Putting Theory to Practice: Understanding the SSD Performance Degradation Problem

Let’s look at the problem in the real world. You, me and our best friend have decided to start making SSDs. We buy up some NAND-flash and build a controller. The table below summarizes our drive’s characteristics:

  Our Hypothetical SSD
Page Size 4KB
Block Size 5 Pages (20KB)
Drive Size 1 Block (20KB
Read Speed 2 KB/s
Write Speed 1 KB/s

 

Through impressive marketing and your incredibly good looks we sell a drive. Our customer first goes to save a 4KB text file to his brand new SSD. The request comes down to our controller, which finds that all pages are empty, and allocates the first page to this text file.

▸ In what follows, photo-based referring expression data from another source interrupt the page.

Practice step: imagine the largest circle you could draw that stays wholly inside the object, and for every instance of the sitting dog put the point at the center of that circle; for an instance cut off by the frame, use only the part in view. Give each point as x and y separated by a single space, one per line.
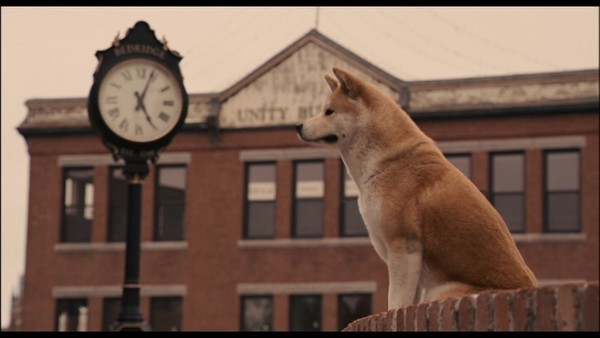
437 233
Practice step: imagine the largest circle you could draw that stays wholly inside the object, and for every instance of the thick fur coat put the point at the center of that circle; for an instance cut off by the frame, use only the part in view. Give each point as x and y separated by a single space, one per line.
438 234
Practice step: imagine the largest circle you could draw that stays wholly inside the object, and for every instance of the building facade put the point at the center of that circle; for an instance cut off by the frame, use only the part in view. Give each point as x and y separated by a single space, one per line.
244 227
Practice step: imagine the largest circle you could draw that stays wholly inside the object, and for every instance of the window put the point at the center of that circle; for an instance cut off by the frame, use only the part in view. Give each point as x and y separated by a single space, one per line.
78 208
462 162
305 313
352 307
352 221
165 313
308 203
260 200
111 308
257 313
117 205
71 314
170 203
508 184
561 191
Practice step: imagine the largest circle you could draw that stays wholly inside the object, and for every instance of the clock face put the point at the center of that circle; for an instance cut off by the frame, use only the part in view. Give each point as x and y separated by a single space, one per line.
140 100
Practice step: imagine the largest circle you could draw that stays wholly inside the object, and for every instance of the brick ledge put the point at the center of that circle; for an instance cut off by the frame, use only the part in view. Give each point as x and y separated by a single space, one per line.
561 307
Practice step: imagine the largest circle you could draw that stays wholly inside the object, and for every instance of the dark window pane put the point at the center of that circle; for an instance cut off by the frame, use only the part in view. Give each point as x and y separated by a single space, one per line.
305 313
257 313
309 193
78 206
462 163
512 209
71 314
562 212
562 191
562 171
352 307
165 313
352 220
508 172
309 171
309 218
110 312
261 220
260 201
117 205
170 210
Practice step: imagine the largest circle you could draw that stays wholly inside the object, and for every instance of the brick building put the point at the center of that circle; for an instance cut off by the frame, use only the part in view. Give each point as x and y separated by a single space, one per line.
244 227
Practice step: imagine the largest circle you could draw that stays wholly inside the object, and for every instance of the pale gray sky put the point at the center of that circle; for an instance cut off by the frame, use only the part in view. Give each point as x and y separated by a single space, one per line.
48 52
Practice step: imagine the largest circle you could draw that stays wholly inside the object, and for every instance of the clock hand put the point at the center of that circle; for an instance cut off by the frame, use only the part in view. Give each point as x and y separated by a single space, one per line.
147 84
140 97
148 116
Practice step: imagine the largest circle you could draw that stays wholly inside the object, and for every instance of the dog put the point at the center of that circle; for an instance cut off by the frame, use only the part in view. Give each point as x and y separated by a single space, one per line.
437 233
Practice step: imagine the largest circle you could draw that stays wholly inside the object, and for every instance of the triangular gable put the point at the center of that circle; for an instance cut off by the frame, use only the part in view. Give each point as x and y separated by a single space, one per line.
290 88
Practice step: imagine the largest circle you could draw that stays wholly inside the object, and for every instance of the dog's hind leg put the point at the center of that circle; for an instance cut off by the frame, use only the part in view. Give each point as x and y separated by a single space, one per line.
404 270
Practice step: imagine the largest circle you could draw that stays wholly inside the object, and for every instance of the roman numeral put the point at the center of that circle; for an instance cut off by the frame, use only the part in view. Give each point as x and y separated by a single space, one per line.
163 116
124 125
141 72
114 113
127 75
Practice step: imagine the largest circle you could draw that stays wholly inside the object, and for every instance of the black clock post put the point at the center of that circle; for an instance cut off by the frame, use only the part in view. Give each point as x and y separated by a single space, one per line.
137 104
130 317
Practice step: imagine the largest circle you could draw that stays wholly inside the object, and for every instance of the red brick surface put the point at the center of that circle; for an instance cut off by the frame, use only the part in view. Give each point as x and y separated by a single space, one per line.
502 316
567 307
212 264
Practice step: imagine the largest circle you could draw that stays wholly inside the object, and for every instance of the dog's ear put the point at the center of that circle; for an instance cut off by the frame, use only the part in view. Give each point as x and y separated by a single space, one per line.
349 84
331 82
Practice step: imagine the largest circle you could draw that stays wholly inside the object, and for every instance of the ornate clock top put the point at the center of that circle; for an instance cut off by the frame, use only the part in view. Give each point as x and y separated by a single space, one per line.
138 101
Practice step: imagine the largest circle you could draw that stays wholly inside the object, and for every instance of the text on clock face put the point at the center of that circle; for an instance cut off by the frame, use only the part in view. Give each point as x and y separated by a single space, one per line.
140 101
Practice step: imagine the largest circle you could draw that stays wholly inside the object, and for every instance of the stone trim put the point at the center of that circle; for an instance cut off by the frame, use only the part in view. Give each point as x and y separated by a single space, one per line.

Our SSD. The yellow boxes are empty pages

The user then goes and saves an 8KB JPEG. The request, once again, comes down to our controller, and fills the next two pages with the image.


The picture is 8KB and thus occupies two pages, which are thankfully empty

The OS reports that 60% of our drive is now full, which it is. Three of the five open pages are occupied with data and the remaining two pages are empty.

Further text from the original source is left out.